No caso dos autos, presente início de prova material, sendo que esta precisa ser apenas incipiente e não exauriente, sob pena de inviabilizar a demonstração de tempo trabalhado como rurícola. Nesse sentido, confiram-se a certidão de casamento do demandante, datada de 26.07.1986, em que sua profissão está designada como sendo a de lavrador (id Num. 255922627 - Pág. 1) e as certidões de nascimento de seus filhos, ocorridos em 1987 e 1999, em que igualmente está qualificado como lavrador (id 255922628 - Pág. 1 e 255922629 - Pág. 1), corroborados os depoimentos testemunhais produzidos em audiência.

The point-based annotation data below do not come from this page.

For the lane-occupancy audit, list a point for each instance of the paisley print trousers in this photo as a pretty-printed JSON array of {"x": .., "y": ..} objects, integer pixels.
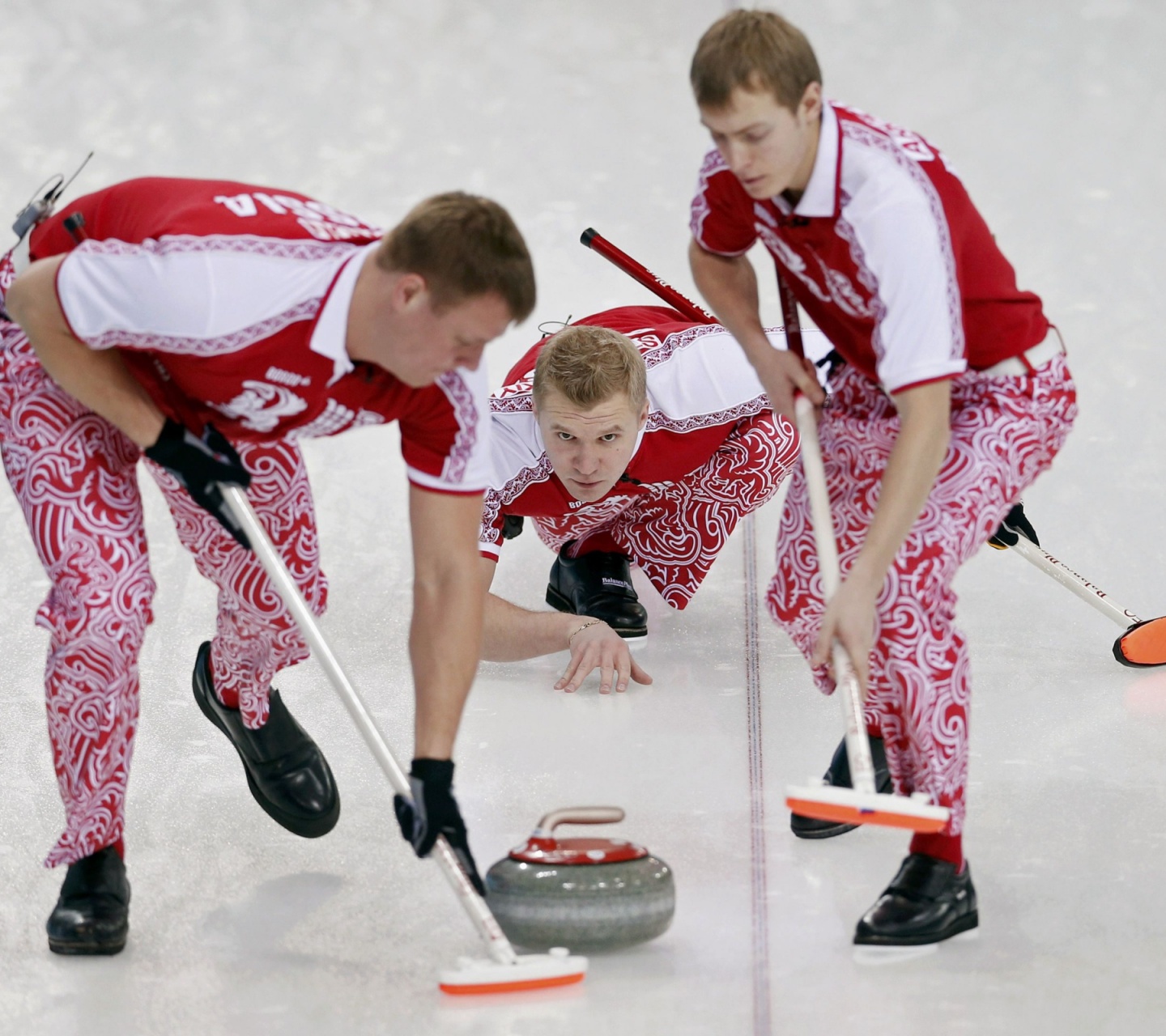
[
  {"x": 675, "y": 530},
  {"x": 74, "y": 476},
  {"x": 1004, "y": 432}
]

Por outro lado, urge constatar, in casu, a desnecessidade de recolhimento para o período, na medida que houve o cumprimento da carência para o lapso laborado em atividade urbana (art. 55, par. 2º, da Lei de Benefícios).
Portanto, tem-se como certo o trabalho do autor no campo como lavrador em regime de economia familiar, no período de 20.09.1977 a 23.07.1991.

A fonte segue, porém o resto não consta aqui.